Art. 81. Respeitada a legislação em vigor, o contrato coletivo deverá
estabelecer claramente a relação entre o estipulante e a sociedade seguradora, de tal
forma que qualquer alteração nas condições contratuais seja comunicada, de imediato,
aos segurados pertencentes ao grupo.
Art. 82. O contrato coletivo deverá estabelecer a obrigatoriedade de a
sociedade seguradora prestar, ao estipulante e a cada componente do grupo segurado,
todas as informações necessárias.
Art. 83. Não poderão constar do contrato coletivo cláusulas coercitivas,
desleais, abusivas, impostas, incompatíveis com a boa fé e com a equidade ou que
estabeleçam obrigações iníquas, que coloquem o segurado ou o assistido em
desvantagem ou que contrariem a regulamentação e a regulação em vigor.
CAPÍTULO XIII
DISPOSIÇÕES FINAIS
Art. 84. Para as propostas subscritas antes do início de vigência desta
Resolução, cujos regulamentos sejam omissos quanto aos prazos máximos e/ou
procedimentos para efetivação dos pedidos de resgates e de portabilidades, por parte
dos segurados, a sociedade seguradora deverá observar os prazos máximos e/ou
procedimentos definidos pela Susep na regulamentação complementar.

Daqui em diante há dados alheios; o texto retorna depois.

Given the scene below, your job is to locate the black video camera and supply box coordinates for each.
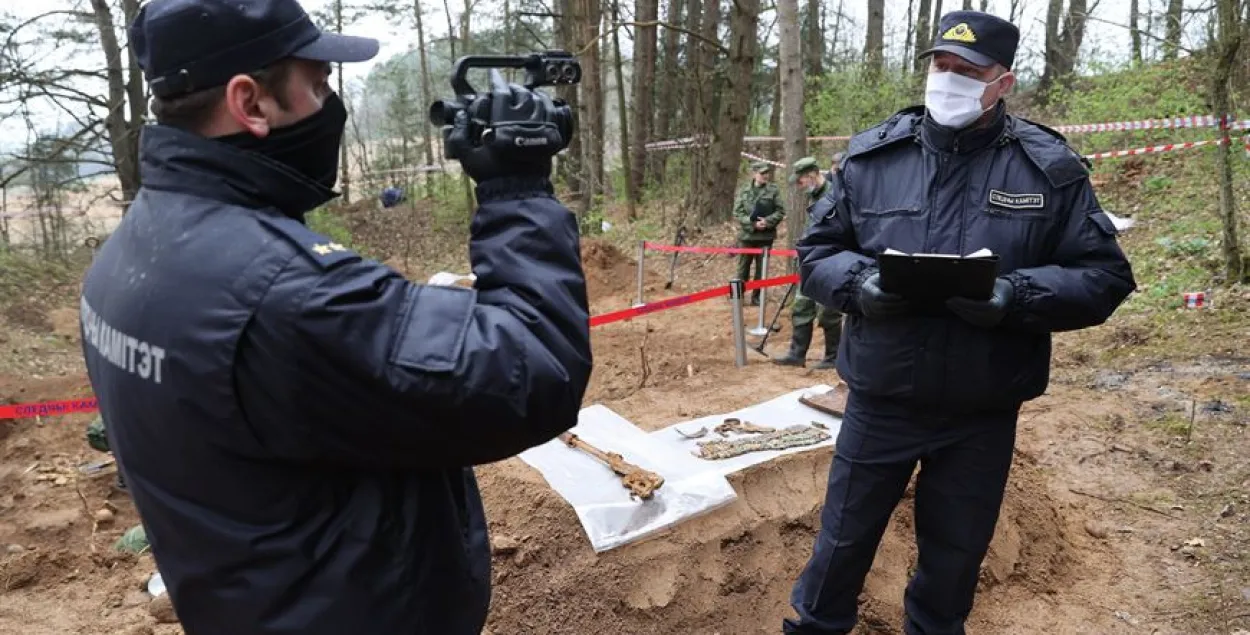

Art. 85. O disposto nos §§7º, 8º e 9º do art. 6º aplica-se a comercializações
realizadas a partir do início de vigência desta Resolução, ainda que referentes a planos
aprovados antes do início de vigência deste normativo.
Art. 86. Os contratos coletivos dos planos coletivos instituídos, vigentes na
data de publicação desta Resolução, que não apresentem critérios de reversão aos
segurados das provisões formadas pelos prêmios do estipulante-instituidor, nos casos de
extinção do plano e/ou do estipulante-instituidor, por quaisquer motivos, deverão
observar o disposto no art. 66 desta Resolução.
Art. 87. O descumprimento ao disposto nesta Resolução caracteriza ato nocivo às
diretrizes e normas que regem a política nacional de seguros privados e, quando cabível, crime
contra a economia popular, nos termos da lei, sujeitando as seguradoras e seus
administradores às medidas e sanções legais e regulamentares previstas nas normas vigentes.
Art. 88. Fica a Susep autorizada a baixar normas complementares, bem como
resolver os casos omissos.
Art. 89. Deverá ser observada a regulamentação complementar quanto às
disposições constantes nesta Resolução.